The Anglo-Norman barons, anxious to invoke on their behalf the ancient superstitions of the English, caused the banners of St. Cuthbert of Durham, St. John of Beverley, and St. Wilfrid of Ripon, to be brought from the churches in which they had remained since the time of the Conqueror, and erected them in the midst of the camp. The mast of a ship was set up in a car with four wheels; at the top of the mast was fixed a crucifix, attached to which was a silver box, containing the sacramental wafer, or eucharist, and round it were hung the banners of the three English saints.

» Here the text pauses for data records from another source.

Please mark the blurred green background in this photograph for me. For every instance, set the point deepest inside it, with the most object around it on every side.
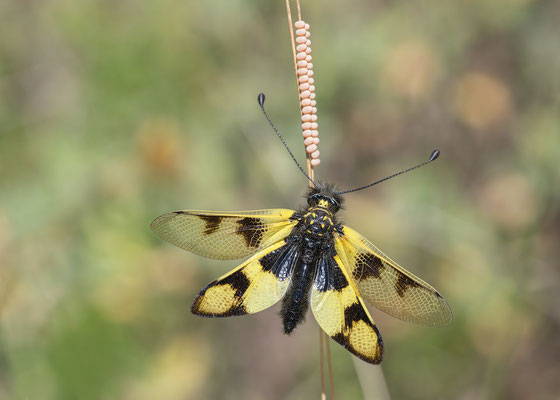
(113, 112)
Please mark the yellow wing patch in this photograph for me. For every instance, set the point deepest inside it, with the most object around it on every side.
(388, 286)
(255, 285)
(224, 235)
(341, 313)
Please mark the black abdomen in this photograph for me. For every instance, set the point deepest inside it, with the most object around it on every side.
(296, 301)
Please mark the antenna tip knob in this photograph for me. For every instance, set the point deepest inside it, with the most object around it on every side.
(435, 154)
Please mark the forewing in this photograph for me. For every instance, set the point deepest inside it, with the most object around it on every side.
(340, 312)
(224, 235)
(256, 284)
(388, 286)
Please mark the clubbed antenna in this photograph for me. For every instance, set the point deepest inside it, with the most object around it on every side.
(261, 98)
(434, 156)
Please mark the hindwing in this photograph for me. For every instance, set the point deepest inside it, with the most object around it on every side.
(255, 285)
(388, 286)
(224, 235)
(340, 311)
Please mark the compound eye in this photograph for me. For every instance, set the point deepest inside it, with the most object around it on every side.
(334, 204)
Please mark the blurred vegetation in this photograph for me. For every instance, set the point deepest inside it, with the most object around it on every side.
(112, 113)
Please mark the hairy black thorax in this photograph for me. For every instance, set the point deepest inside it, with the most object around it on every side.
(314, 238)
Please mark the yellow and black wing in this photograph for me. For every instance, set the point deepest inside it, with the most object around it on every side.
(224, 235)
(340, 311)
(255, 285)
(388, 286)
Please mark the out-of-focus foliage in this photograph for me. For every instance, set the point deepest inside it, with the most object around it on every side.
(112, 113)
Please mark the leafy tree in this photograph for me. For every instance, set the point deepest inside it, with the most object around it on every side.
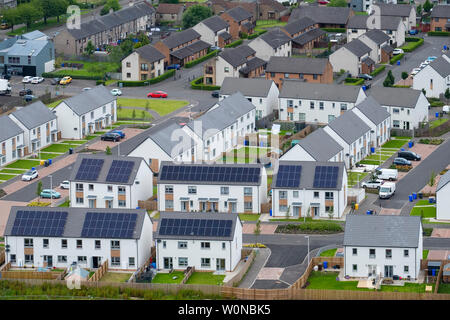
(194, 15)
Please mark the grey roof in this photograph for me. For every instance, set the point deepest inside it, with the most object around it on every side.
(298, 25)
(297, 65)
(373, 110)
(179, 38)
(89, 100)
(150, 53)
(239, 14)
(319, 91)
(274, 38)
(215, 23)
(209, 182)
(307, 174)
(357, 47)
(443, 181)
(308, 36)
(237, 56)
(319, 145)
(75, 219)
(249, 87)
(349, 127)
(382, 231)
(395, 97)
(34, 115)
(198, 216)
(108, 159)
(227, 112)
(8, 128)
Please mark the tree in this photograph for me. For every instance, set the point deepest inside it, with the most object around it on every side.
(194, 15)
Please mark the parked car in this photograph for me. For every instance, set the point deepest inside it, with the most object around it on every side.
(27, 79)
(65, 184)
(157, 94)
(25, 91)
(30, 175)
(402, 162)
(409, 155)
(48, 193)
(110, 136)
(116, 92)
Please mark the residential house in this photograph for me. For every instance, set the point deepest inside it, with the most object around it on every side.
(309, 188)
(88, 237)
(262, 93)
(434, 78)
(353, 57)
(214, 248)
(353, 135)
(86, 113)
(408, 107)
(105, 30)
(440, 18)
(316, 146)
(214, 30)
(205, 187)
(222, 127)
(12, 141)
(382, 246)
(233, 62)
(274, 43)
(442, 198)
(39, 126)
(308, 69)
(143, 63)
(377, 118)
(240, 21)
(316, 102)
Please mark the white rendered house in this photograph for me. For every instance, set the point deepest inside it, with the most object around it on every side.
(229, 188)
(81, 236)
(99, 181)
(211, 242)
(382, 246)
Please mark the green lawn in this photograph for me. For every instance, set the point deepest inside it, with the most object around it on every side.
(161, 106)
(168, 277)
(205, 278)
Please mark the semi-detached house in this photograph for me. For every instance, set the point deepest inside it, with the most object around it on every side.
(86, 113)
(212, 187)
(88, 237)
(99, 181)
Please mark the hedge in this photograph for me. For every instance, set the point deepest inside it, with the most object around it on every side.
(197, 84)
(201, 59)
(377, 71)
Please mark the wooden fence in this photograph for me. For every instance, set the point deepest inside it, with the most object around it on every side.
(100, 272)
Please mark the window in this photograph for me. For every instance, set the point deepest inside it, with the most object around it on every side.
(182, 244)
(205, 245)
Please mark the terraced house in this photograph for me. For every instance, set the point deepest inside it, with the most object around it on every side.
(105, 30)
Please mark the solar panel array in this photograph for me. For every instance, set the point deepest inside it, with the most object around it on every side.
(120, 171)
(326, 177)
(210, 174)
(109, 225)
(195, 227)
(39, 223)
(288, 176)
(89, 169)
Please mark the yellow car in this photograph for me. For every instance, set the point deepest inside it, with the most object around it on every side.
(65, 80)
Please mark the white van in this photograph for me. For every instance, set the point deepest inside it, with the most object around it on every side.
(387, 174)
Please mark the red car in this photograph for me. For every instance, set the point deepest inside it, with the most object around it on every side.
(157, 94)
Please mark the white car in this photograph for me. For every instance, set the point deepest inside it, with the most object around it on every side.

This standard, from which the battle has taken its name, was erected in the centre of the position. The knights of the English army were ranged beside it, having first sworn to remain united, and to defend the sacred symbol to the death. The Archbishop of York, who was prevented by illness from appearing in the field, sent a representative in the person of Ranulph, Bishop of Durham, who, as the Scots were heard approaching, placed himself at the foot of the standard and read the prayer of absolution, the whole army kneeling before him. The attack was made by the men of Galloway, who rushed impetuously on the English infantry, and broke their ranks; the cavalry, however, remained firm round their standard, and repulsed the charges of the Scots with great slaughter. Meanwhile the bowmen of Yorkshire and Lincolnshire rallied from their confusion, and poured in flights of arrows upon the enemy, while the Norman knights, protected by their heavy armour, were receiving the attacks of the brave but undisciplined natives of the north. The Scots maintained the contest for two hours, but at length they were thrown into confusion by a charge of the Norman cavalry, and were compelled to retreat as far as the Tyne. At the battle of Northallerton, which was fought on the 22nd August, a.d. 1138, the loss of the Scots is stated to have been 12,000 men.